You can take a different route; divide the amount of words in by the possible combinations.
From a dictionary make a set of words for a given length, e.g. 6 letters:
with open('words.txt') as words:
    six_letters = {word for word in words.read().splitlines()
                   if len(word) == 6}
The amount of six letter words is len(six_letters).
The amount of combinations of six lowercase letters is 26 ** 6.
So the probability of getting a valid six letter word is:
len(six_letters) / 26 ** 6
edit: Python 2 uses floor division so will give you 0.
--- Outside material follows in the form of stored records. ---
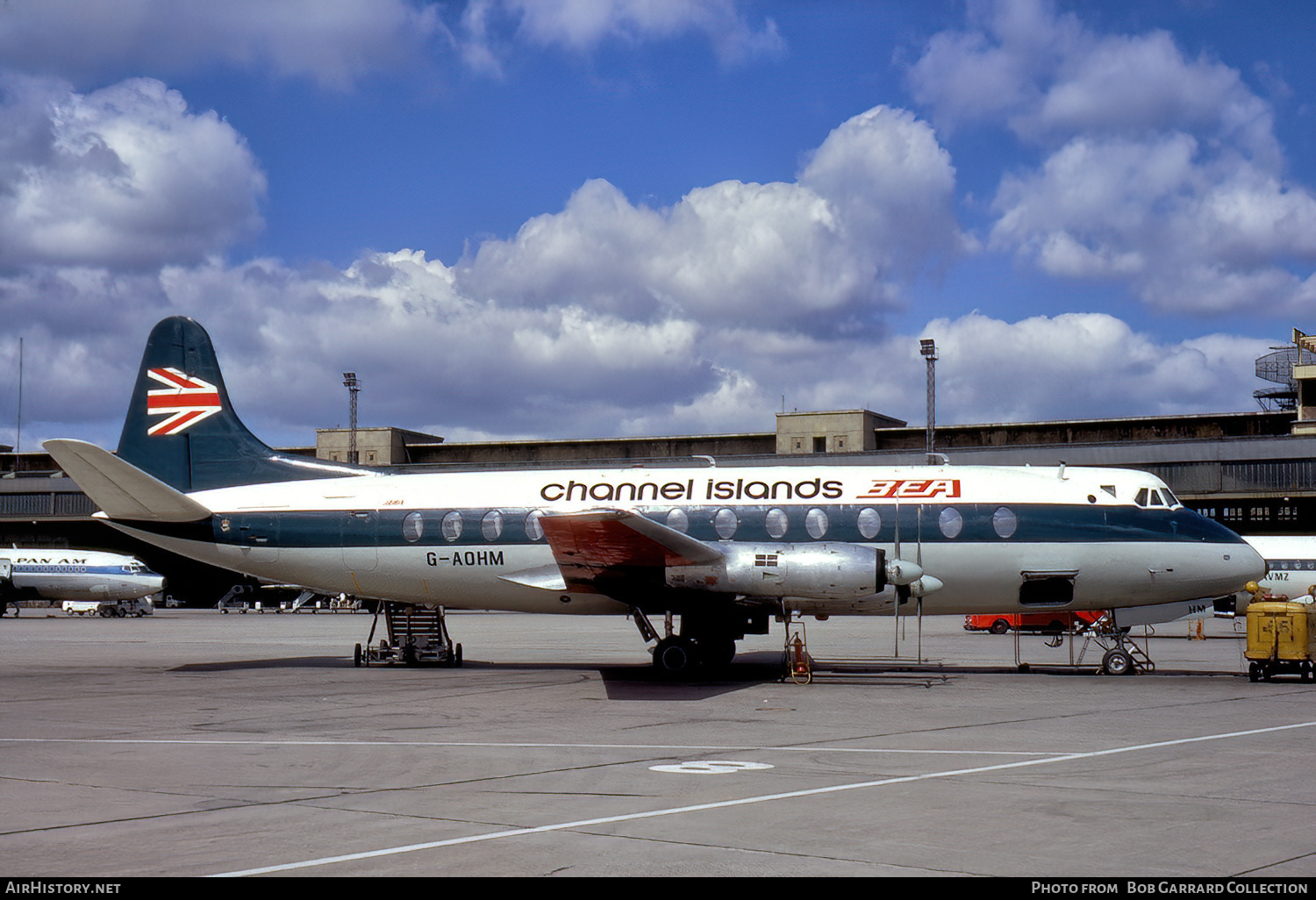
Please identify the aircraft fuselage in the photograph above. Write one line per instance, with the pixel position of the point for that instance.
(995, 539)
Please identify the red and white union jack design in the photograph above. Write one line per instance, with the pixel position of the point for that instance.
(184, 400)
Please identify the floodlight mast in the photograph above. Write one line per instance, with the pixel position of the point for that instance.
(928, 347)
(349, 381)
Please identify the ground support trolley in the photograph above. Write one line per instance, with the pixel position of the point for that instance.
(416, 634)
(1281, 641)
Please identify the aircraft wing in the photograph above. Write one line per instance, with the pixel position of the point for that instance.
(603, 547)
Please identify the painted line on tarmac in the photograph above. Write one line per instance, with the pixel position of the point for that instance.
(745, 802)
(524, 745)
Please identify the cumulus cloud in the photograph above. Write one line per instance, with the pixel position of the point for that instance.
(1099, 360)
(125, 176)
(434, 360)
(607, 318)
(870, 210)
(1161, 170)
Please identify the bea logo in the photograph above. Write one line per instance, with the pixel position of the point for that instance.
(905, 489)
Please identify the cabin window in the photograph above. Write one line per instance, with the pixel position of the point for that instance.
(950, 523)
(452, 525)
(1005, 523)
(413, 526)
(678, 520)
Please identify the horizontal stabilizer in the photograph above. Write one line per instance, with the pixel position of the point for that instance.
(123, 491)
(547, 578)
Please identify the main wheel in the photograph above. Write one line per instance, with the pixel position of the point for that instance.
(1118, 662)
(676, 655)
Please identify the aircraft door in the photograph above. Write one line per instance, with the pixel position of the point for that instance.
(260, 539)
(361, 541)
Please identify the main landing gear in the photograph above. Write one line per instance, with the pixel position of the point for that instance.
(704, 644)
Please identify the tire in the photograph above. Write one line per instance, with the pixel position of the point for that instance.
(1118, 662)
(674, 657)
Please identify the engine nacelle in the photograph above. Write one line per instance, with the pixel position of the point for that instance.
(821, 571)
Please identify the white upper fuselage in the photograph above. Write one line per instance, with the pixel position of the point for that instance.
(79, 574)
(449, 539)
(1291, 563)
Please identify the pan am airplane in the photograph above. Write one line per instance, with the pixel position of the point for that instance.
(33, 573)
(723, 547)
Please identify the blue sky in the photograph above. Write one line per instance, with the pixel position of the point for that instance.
(597, 218)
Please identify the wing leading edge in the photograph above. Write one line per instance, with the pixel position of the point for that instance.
(603, 549)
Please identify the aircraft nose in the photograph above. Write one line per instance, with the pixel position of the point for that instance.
(1245, 565)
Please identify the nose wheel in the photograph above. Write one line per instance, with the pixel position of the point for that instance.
(1118, 662)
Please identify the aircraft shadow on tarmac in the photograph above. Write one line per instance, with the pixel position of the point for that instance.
(639, 682)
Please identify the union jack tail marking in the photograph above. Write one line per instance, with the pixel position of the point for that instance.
(186, 400)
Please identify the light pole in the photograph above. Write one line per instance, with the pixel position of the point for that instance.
(928, 347)
(349, 381)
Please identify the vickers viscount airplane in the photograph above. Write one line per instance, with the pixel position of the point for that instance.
(73, 575)
(723, 547)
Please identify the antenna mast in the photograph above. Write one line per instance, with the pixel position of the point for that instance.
(349, 381)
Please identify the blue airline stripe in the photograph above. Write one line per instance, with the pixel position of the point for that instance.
(978, 524)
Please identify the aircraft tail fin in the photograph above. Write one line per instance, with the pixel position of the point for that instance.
(181, 426)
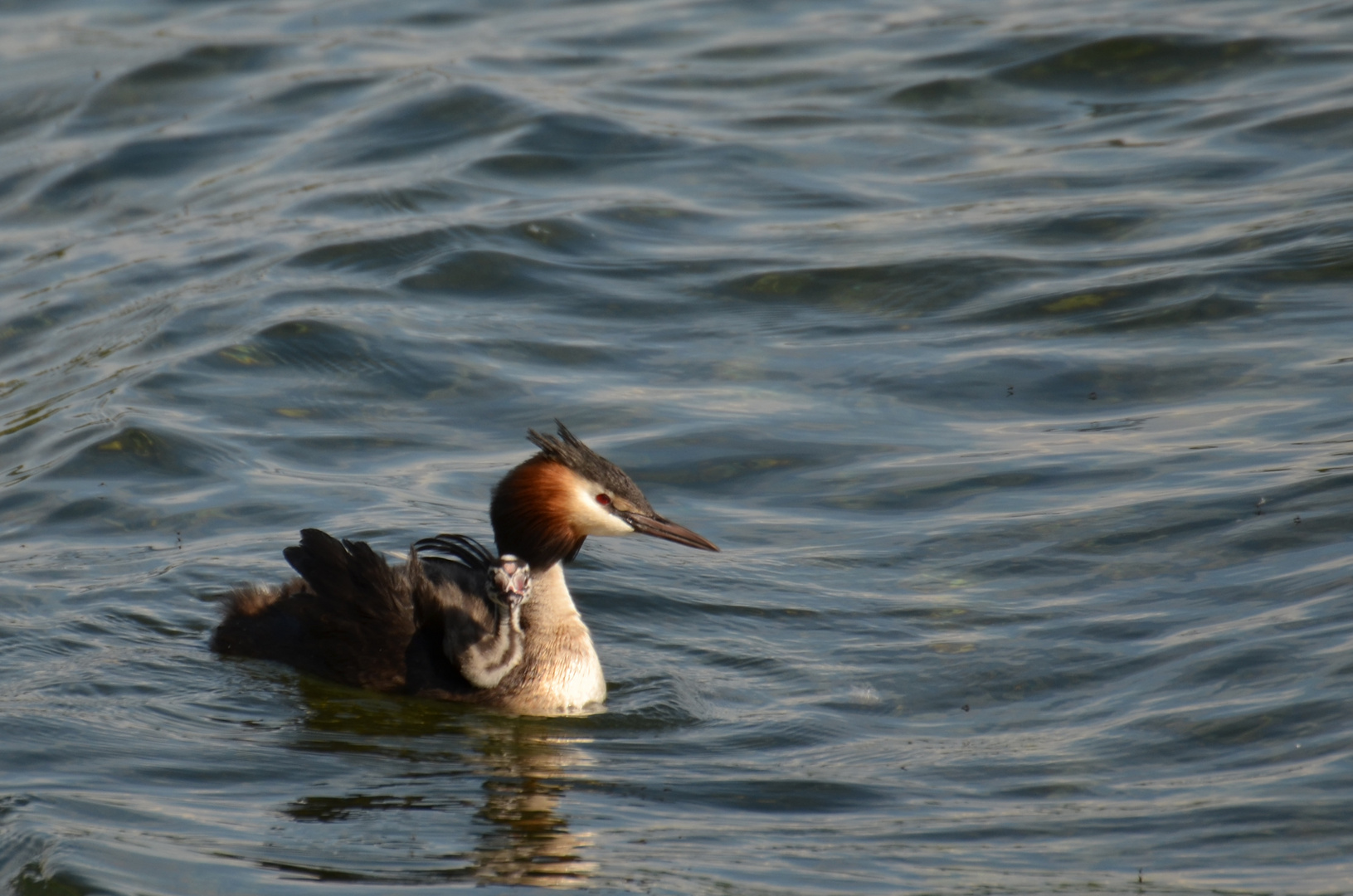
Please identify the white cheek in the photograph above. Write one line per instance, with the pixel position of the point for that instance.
(593, 519)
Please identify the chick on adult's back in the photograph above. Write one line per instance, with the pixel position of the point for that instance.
(455, 621)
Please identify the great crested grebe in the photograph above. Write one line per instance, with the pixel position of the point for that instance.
(455, 621)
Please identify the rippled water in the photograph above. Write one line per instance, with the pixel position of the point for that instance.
(1005, 348)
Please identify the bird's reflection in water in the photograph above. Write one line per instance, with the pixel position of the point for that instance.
(525, 765)
(529, 840)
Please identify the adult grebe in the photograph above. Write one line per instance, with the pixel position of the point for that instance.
(455, 623)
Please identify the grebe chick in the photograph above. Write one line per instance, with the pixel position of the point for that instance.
(455, 621)
(486, 654)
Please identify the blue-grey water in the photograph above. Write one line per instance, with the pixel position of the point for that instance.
(1005, 349)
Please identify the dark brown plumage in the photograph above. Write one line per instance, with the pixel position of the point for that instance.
(455, 623)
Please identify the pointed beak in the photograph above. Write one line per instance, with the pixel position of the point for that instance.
(662, 528)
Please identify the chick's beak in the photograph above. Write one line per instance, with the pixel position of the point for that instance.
(662, 528)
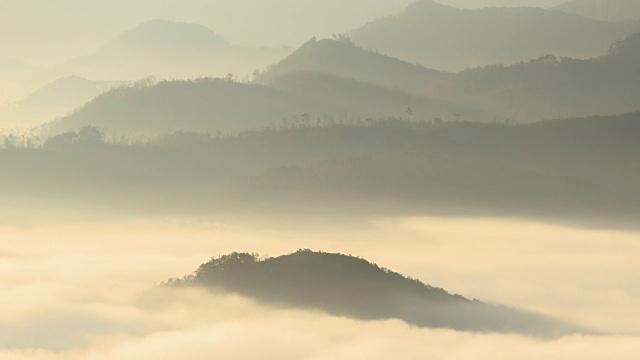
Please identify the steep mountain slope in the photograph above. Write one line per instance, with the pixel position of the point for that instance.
(445, 38)
(170, 49)
(350, 286)
(343, 58)
(610, 10)
(220, 105)
(580, 171)
(550, 87)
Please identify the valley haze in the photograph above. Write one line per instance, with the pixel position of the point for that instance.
(304, 179)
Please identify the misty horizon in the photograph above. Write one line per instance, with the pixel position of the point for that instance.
(294, 179)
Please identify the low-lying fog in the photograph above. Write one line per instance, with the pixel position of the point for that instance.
(87, 291)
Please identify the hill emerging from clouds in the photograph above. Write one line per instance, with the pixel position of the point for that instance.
(445, 38)
(349, 286)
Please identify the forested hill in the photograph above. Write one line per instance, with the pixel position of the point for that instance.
(551, 87)
(343, 58)
(584, 171)
(349, 286)
(444, 38)
(211, 105)
(612, 10)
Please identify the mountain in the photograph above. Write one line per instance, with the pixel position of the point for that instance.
(343, 58)
(349, 286)
(170, 50)
(370, 101)
(608, 10)
(581, 171)
(213, 105)
(445, 38)
(549, 87)
(53, 100)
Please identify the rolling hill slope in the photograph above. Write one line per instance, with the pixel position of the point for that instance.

You can convert either the numerator or denominator to a float to get a non-zero result, e.g.:
len(six_letters) / 26.0 ** 6
Or you can make your Python 2 code behave like Python 3 by importing from the future:
from __future__ import division
len(six_letters) / 26 ** 6
Which, with your word list, both give us:
9.67059707562e-05
The amount of 4 letter words is 7185. There's a nice tool for collecting histogram data in the standard library, collections.Counter:
from collections import counter
from pprint import pprint
with open(words_file) as words:
    counter = Counter(len(word.strip()) for word in words)
pprint(counter.items())
The values from your file give:
[(1, 26),
 (2, 427),
 (3, 2130),
 (4, 7185),
 (5, 15918),
 (6, 29874),
 (7, 41997),
 (8, 51626),
 (9, 53402),
 (10, 45872),
 (11, 37538),
 (12, 29126),
 (13, 20944),
 (14, 14148),
 (15, 8846),
 (16, 5182),
 (17, 2967),
 (18, 1471),
 (19, 760),
 (20, 359),
 (21, 168),
 (22, 74),
 (23, 31),
 (24, 12),
 (25, 8),
 (27, 3),
 (28, 2),
 (29, 2),
 (31, 1)]
So, most words, 53402, in your dictionary have 9 letters. There are roughly twice as many 5 as 4 letter, and twice as many 6 as 5 letter words.